GPS technology has become a mainstream solution for outdoor positioning and asset tracking, however, there is yet to be an equally widespread technology for indoor location services. Ultra-Wide Band (UWB), Wi-Fi and RSSI-based solutions have been considered as possible solutions for the challenge of accurate indoor positioning and asset tracking but were found to have limitations. A key benefit of RSSI is that it requires only one antenna per device, eliminating the complexity, cost, and size of antenna arrays. However it lacks precision, with the technique offering an accuracy of 3 to 5 meters. Another direction-finding technique is known as Time of Arrival, which is the travel time of a radio signal from a single transmitter to a remote single receiver. This method also requires only one antenna per device and offers higher accuracy close to 1 metre, but the downside is the requirement for a highly accurate synchronized clock on each device. In this context, Bluetooth has the benefit of being a very low power and low cost technology that is easily accessible and mainstream. Bluetooth Low Energy is also widely adopted in smartphones and tablets, enabling these devices to be easily used in IoT applications.
To respond to the growing demands and expectations of location-based service providers and their customers for indoor solutions, Bluetooth SIG has announced Bluetooth Low Energy 5.1, a new speci̇fi̇cati̇on ai̇mi̇ng to i̇mprove sub-meter accuracy in positioning and direction finding, which can be especially beneficial for indoor location services. It is ideal for applications such as indoor navigation, tracking and real-time locating of assets, finding personal items with property tags and point of interest engagement with contextual proximity marketing. These capabilities can be extremely useful in many contexts, such as in airports, malls and other large venues with frequent foot traffic.
BLE 5.1 relies on two methods called the angle of arrival (AoA) and angle of departure (AoD). One of the two devices must have multiple antennas, and the data received from those antennas can be used to identify the direction the Bluetooth signal is coming from. With AoA method, the transmitter broadcasts its location to an AoA locator, which measures the signal’s arrival angle. With AoD method, a transmitter with multiple antennas sends the signal using an array of antennas, and the receiver receives all signals through a single antenna, but is also able to analyze the difference between the signals to estimate the direction from which they originated. With angle and direction information, the system is able to accurately position the device. This will allow indoor location services and proximity solutions to have a higher level of accuracy. The configuration also comes with faster connection capabilities, allowing Bluetooth devices to connect faster, spending less energy. BLE 5.1 comes with many new opportunities but also limitations.

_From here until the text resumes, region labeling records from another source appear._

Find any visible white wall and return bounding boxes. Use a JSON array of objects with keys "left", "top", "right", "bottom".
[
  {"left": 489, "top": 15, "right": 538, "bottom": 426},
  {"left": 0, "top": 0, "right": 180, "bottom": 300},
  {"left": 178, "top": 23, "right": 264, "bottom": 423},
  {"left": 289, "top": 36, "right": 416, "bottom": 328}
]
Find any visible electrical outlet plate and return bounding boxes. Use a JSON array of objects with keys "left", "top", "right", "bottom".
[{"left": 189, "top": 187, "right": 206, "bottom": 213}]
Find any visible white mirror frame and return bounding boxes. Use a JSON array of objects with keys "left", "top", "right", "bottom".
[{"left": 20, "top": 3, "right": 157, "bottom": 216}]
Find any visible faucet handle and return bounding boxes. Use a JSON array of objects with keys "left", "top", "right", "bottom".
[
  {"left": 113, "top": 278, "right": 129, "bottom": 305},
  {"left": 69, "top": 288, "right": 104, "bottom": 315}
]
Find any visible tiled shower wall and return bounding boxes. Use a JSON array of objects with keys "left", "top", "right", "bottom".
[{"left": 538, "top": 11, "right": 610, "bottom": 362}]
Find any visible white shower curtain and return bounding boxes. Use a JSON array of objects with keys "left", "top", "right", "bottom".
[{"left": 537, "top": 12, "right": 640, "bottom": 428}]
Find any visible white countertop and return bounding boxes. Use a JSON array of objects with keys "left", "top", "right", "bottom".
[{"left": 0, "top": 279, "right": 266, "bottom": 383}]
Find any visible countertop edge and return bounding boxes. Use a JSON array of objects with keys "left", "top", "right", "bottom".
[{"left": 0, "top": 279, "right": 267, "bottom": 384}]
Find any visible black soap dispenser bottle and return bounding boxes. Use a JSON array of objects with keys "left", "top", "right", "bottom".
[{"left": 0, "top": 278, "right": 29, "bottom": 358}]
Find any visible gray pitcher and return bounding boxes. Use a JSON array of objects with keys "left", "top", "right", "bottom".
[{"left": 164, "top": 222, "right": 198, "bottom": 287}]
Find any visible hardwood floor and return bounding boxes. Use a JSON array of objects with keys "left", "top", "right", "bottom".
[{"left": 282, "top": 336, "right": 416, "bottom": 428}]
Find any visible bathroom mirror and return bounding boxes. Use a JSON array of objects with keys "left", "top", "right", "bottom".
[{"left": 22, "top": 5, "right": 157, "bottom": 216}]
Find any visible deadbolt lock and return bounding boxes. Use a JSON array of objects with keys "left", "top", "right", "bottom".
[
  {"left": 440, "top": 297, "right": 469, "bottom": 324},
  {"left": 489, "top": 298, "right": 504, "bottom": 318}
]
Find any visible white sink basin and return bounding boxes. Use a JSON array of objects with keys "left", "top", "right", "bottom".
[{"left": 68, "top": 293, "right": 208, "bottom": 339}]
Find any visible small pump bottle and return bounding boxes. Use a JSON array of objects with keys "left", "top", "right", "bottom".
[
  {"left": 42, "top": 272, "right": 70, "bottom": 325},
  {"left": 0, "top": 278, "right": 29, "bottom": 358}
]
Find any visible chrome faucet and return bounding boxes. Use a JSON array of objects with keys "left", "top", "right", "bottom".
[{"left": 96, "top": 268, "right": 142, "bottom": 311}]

Studies have shown that while sub 1 meter accuracy is achieved, positioning within a few centimeters still remains difficult.
The Direction Finding feature of Bluetooth 5.1 will significantly increase the accuracy for indoor location-based services while keeping the costs low, which means that as far as we can see, the future of indoor positioning systems is BLE 5.1. As more and more developers work on this technology, the possible applications and usage cases will also increase, making the demand for this technology to increase as well. In fact Bluetooth SIG estimates that more than 400 million tracking devices will be delivered worldwide by 2022, making the new specification an important development for LBS providers for the foreseeable future.